Doğum oranında ciddi bir azalma ile yavru köpeklerBu görkemli kuşun geleceği kasvetli görünüyordu. Ancak bu düşüşü tersine çevirmek amacıyla 1970 yılında DDT yasaklandı ve kel kartal koruma altına alındı.
Bu çabanın sonucu, kel kartal popülasyonunun sağlıklı bir artış göstermesiyle onlarca yıl içinde açıkça ortaya çıktı.
Borneo'da gökkuşağı kurbağası adı verilen bir amfibinin neredeyse 87 yıldır neslinin tükendiği düşünülüyordu. Canlı teniyle ünlü bu renkli ada sakini sanki sonsuza dek ortadan kaybolmuş gibiydi.
Ancak 2011 yılında bir araştırmacı bu kurbağayı bulduğunda şaşırtıcı bir keşifte bulundu. Bu amfibinin yeniden dirilişi sadece türü için umut vermekle kalmıyor, aynı zamanda doğanın dayanıklılığını da hatırlatıyor.

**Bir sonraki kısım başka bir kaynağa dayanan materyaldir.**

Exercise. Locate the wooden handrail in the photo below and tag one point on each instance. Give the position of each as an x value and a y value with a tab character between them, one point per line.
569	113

Tazmanya'da tuhaf bir sağlık sorunu Tazmanya canavarını tehdit ediyordu. Nadir ve bulaşıcı bir kanser türü nüfuslarını yok ediyordu. Hastalık hızla yayılıyordu ve neslinin tükenmesi gerçek bir olasılık gibi görünüyordu.
Ancak Avustralyalı bilim insanları kararlı bir çabayla hastalığı araştırmaya başladılar ve sağlıklı bireylerin doğmasını sağlamak için esaret altında yetiştirme programları kurdular. Bu cephedeki ilerlemeler ümit vericidir.
Uçsuz bucaksız okyanus şimdiden mavi balinaların şarkı söylediği “gösterilere” sahne oldu. Ancak geçen yüzyıldaki yaygın avlanma bu devleri ciddi risk altına soktu. Belirli endüstriler için yararlı olan balina yağı ve eti, aşağıdaki gibi ülkelerde lezzetli bir yiyecek olarak kabul edilir: Japonya, onları hedef haline getirdi.
Neyse ki dünyanın büyük bir kısmındaki avlanma yasakları mavi balina popülasyonunun iyileşme belirtileri göstermesine olanak tanıdı.
Bu hikayeler aracılığıyla, ortak çabalar ve kararlı eylemlerle gezegenimizin harika biyolojik çeşitliliğine ikinci bir şans sunmanın mümkün olduğunu anlıyoruz. Ve küresel vatandaşlar olarak en azından bu çabaların devam etmesini umut etme sorumluluğumuz var.